There’s a new crop of Iraq movies. Audiences are staying away in droves. Here’s one theory about why:

Despite spend several million dollars on advertising and marketing, ‘Lions for Lambs’ will flop–just like ‘Rendition’ & and ‘Valley of Elah.’

They will flop because the human psyche, especially the American variety, prefers real heroes–like the original hero of the Valley of Elah, a young shepherd named David who killed Goliath then cut off the giant’s head.

In the latest round of war movies the heroes are not the Soldiers and Marines who every day fight and defeat a vicious and barbaric enemy–the heroes are reporters, lawyers and activists.

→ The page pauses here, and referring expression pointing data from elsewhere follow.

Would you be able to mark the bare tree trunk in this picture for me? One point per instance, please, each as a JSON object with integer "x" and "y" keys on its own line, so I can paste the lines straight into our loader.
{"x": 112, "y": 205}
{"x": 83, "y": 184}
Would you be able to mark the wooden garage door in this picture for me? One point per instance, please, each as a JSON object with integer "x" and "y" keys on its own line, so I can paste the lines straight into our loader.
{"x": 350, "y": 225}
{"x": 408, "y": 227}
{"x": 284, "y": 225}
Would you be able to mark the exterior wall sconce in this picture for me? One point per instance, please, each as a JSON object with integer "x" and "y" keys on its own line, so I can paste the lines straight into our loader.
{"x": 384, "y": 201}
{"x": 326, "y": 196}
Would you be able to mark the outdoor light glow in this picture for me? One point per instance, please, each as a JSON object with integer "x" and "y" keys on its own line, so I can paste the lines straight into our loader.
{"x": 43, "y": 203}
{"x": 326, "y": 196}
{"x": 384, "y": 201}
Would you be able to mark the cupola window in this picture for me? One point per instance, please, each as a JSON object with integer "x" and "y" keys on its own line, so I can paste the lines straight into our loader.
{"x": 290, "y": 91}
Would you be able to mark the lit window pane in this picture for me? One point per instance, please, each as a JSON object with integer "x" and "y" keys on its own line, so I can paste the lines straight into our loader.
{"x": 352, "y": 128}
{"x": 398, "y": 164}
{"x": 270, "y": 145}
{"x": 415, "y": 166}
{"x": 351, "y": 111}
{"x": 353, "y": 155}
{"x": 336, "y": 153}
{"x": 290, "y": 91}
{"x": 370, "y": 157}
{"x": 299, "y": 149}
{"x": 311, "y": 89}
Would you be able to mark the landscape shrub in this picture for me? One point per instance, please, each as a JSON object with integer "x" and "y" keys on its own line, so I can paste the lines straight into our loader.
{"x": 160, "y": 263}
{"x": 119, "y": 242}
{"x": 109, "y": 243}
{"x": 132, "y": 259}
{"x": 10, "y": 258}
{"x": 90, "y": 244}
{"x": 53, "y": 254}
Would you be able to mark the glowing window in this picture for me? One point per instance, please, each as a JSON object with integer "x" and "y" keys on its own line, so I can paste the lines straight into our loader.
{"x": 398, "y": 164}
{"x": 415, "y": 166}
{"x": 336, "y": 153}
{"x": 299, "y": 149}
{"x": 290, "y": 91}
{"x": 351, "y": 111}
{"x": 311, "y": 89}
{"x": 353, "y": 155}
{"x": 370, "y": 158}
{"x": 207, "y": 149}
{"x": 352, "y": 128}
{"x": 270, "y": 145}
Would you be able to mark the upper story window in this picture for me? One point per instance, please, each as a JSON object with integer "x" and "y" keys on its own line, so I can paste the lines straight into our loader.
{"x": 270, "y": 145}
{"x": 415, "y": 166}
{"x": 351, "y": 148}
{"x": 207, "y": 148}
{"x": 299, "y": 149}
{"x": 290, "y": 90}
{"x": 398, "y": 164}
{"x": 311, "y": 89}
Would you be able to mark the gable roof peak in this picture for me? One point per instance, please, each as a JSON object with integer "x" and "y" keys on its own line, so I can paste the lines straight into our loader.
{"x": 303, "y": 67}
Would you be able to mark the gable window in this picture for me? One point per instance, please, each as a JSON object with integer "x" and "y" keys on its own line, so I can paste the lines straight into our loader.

And since every story requires a villain, the real enemy–Mohammedan Jihadists–are replaced by neo-cons, politicians, Soldiers and Marines.

This substitution of the traditional mono-myth away from a hero who faces physical danger and conquers an enemy is a result of cowardice of the modern story tellers.

What a crock.

The problem with the movies is, first of all, their relentless darkness and pessimism. To go to the movies today is to be assaulted with horror, danger, fear, chaos, and anxiety—and that’s just while you sit through the trailers.

Then there’s the fact that today’s movies offer no redemption. No one who isn’t on antidepressants wants to pay to see the bottomless suffering of human beings again and again. There are only so many gluttons for punishment in the American movie-going audience.

Finally, there’s the empty-headed prattle, devoid of anything approaching a new idea:

But Lions for Lambs is not merely a silly, shallow movie about the war: Its ambitions are broader and more scattered. Not content to stay focused on its central issue, it dabbles and babbles hither and yon, tossing off sophomore term-paper opinions on such topics as Americorps, consumerism, student loans, and corporate ownership of the media.

When Roth complains to her editor that the government hawks are engaged in “Vietnam-era thinking,” it rings truer as a self-critique; she is, after all, the one who keeps bringing up Vietnam and the 1960s. Indeed, if you tug on the emotional threads of the film, they all lead straight back to that crucible of generational consciousness: the fiftysomething journalists worry that they’ve been co-opted by the system that they started out fighting against; the liberal professor is disappointed that his students lack the passion and fervor of his own youth. It’s on this last point that Redford is at his most patronizing. When, repeatedly, the film criticizes today’s kids for being more interested in making money than in making a difference, one is tempted to reply: Yes, Mr. Redford, what a lucky thing it is for all of us that when you were young you eschewed fame and fortune.